AnyFawker Wed 05-Nov-14 16:33:41

he was a dick so I left him

So, he's stil a dick. Who knew ?

Ladyfoxglove Wed 05-Nov-14 16:38:51

He was (and is) a dick and a twat it's true, I just wondered if there was anything else behind it. I tend to be naive when it comes to manipulative behaviour so I'm curious if there is a psychological reason behind it that I can't see. Surely after all these years he would have asked if he wanted a fling or affair but he never does.

I mentioned it to a couple of friends and they just rolled their eyes so I'm none the wiser.

AnyFawker Wed 05-Nov-14 16:41:09

If you yourself are not a dick, it is unlikely you will gain any understanding. Just tell him to piss off and don't give it any headspace. That's what he wants...headspace. Don't bestow any special meanings on this sort of white noise.

Twinklestein Wed 05-Nov-14 16:43:03

Attention presumably.

Ladyfoxglove Wed 05-Nov-14 16:43:33

I see. So he wants me to keep thinking about him so that, in his eyes, he remains important to me. OK, I understand now.

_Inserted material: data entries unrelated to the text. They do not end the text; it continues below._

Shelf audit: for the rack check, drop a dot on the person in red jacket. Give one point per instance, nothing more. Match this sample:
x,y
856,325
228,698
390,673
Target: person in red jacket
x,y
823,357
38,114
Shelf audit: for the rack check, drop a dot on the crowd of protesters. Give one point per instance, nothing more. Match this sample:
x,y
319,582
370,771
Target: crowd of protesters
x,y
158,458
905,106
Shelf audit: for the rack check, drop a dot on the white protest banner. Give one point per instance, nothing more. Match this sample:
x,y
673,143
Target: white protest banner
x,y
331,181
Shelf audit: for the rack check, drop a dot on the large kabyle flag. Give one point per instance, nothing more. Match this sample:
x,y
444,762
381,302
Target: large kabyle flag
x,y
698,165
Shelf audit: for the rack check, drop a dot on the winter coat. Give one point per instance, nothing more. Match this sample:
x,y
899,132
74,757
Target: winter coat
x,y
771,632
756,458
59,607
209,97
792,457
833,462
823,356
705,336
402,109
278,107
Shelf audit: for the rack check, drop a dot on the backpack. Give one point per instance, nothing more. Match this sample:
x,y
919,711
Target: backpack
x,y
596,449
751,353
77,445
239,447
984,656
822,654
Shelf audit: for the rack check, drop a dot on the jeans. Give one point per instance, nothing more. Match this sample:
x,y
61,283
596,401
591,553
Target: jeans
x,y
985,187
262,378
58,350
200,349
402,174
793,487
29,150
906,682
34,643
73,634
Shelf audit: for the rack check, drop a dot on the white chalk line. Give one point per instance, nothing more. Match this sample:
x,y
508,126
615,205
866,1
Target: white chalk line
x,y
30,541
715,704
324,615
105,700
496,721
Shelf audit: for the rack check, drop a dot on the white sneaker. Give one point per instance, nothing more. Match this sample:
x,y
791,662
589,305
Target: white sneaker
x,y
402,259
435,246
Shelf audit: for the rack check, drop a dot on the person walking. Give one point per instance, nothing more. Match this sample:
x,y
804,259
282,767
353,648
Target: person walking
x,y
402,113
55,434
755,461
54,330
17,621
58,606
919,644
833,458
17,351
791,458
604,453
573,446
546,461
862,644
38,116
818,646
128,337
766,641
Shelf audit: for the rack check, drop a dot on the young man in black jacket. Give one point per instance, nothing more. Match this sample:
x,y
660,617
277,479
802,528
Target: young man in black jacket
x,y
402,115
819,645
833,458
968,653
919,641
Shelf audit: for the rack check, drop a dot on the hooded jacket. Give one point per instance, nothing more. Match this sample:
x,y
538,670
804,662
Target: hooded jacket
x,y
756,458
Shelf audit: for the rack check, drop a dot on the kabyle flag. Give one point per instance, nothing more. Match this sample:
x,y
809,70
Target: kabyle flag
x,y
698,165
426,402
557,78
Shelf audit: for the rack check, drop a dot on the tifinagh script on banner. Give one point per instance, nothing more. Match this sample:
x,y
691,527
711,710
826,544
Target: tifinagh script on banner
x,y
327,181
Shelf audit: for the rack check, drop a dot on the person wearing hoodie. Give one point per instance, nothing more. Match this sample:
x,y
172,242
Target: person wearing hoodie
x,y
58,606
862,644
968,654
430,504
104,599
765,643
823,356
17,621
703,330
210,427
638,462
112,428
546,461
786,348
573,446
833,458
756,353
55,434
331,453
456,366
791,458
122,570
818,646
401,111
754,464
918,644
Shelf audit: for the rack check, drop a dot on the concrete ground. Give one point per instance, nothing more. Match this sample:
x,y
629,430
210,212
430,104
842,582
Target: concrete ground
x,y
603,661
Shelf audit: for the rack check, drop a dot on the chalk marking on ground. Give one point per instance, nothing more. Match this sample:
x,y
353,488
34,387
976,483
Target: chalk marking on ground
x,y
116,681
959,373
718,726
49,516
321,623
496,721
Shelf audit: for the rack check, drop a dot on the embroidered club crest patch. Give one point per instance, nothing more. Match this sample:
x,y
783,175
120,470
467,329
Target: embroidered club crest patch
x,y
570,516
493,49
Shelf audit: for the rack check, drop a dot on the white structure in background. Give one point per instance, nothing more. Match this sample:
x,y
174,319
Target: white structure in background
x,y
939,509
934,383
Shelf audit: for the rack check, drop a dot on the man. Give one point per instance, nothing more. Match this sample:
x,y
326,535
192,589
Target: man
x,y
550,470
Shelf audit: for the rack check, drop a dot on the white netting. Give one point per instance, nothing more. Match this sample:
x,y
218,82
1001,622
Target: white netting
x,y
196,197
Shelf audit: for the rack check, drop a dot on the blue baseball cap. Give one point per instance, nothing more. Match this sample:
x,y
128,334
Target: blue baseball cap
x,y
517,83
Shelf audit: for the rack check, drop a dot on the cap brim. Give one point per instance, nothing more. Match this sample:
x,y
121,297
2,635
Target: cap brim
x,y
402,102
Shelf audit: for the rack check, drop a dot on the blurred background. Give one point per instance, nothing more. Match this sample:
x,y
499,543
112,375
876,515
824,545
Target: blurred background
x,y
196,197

Twinklestein Wed 05-Nov-14 16:47:46

Sounds like he wants to stoke up a bit of drama. Maybe competing with 3 kids for attention isn't working for him.

Idontseeanysontarans Wed 05-Nov-14 16:49:36

I had an ex coming on to me in a pub a couple of years back, started off with the 'I treated you sooooo badly' and went on to 'I wish we could have a second chance' within minutes.
He didn't have a second chance after we split, never mind nearly 15 years later - mainly because I'n married but also because he was an abusive git.
I decided that he was (still) a twat with no life to speak of who was pissed off that I was happily married with my own house and 3 children and a damn sight stronger than I was when I was with him.
I wouldn't even try to analyse it any further than 'you are a sad bastard' tbh.

Ladyfoxglove Wed 05-Nov-14 16:57:30

Mmm... interesting. I wonder if they are trying to get us to see them in a different light Idontseeanysontarans They know we think they are gits, which is why they are ex partners. Maybe it's to make themselves feel better.

OK, I will stop trying to analyse it.

As a good friend said to me; "Why bother?"

Momagain1 Wed 05-Nov-14 17:03:02

Sounds like you did the right thing in your twenties.